Witnessing the new interest in provenance, a large wall label at the entrance to the exhibition details the history of the Arenberg half as it passed through the New York book dealer H.P.Kraus to the collector Alistair Bradley Martin, before its acquisition by the Morgan. No mention was made, however, of Rosenberg & Stiebel in the provenance of the Rothschild volume.

Could the story I had been told be inaccurate? I went the next day to the warehouse that houses our archives to investigate. There I found the notes dated March 25, 1963 (written to send to the third partner in our gallery, my uncle, Hans Stiebel, who was living in Paris) recording Frederick Adams’ visit. He had said that he believed the Catherine of Cleves “could not be compared with all of the other manuscripts shown to him” and said it was the only one he was interested in for the museum. He noted that it was very similar to one that had come through the Arenberg Family to the well known collector Alistair Bradley Martin. Later he was able to show that they were actually part of the same manuscript which had been taken apart in the mid 19th century.
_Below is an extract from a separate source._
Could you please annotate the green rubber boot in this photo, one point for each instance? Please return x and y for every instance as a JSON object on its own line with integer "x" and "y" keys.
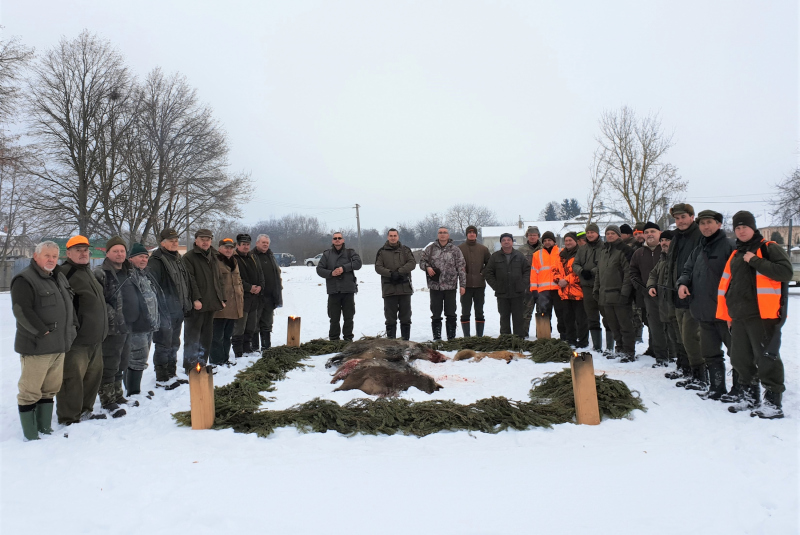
{"x": 27, "y": 417}
{"x": 44, "y": 416}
It was noted that in discussing the price with Saemy Rosenberg, he said “Any request for a reduction might be accepted or refused, or the book might be withdrawn altogether”… the work was put on reserve for the Morgan. Then with the backing of the Morgan’s president Henry S. Morgan the manuscript was acquired for the Library.

In 1964 the Morgan Library did an exhibition of both of the manuscript sections, borrowing the half that belonged to Alistair Bradley Martin which they were subsequently able to acquire. In his personal invitation to the opening, Frederick Adams wrote that they would use “full-size illuminated color transparencies of all 157 miniatures rearranged in their proper sequence, so that no visitor need be frustrated by being unable to turn the pages of the actual manuscript”. Today you can turn the pages of the newly –published facsimile volume placed at the center of the gallery. And you can compare this state-of-the-art reproduction with the dynamic perfectionism of the original, each page of which is displayed in cases or on the walls. It is literally a once in a life-time opportunity.

For me, there is an added thrill: verifying my family’s connection to this most exquisite of medieval manuscripts.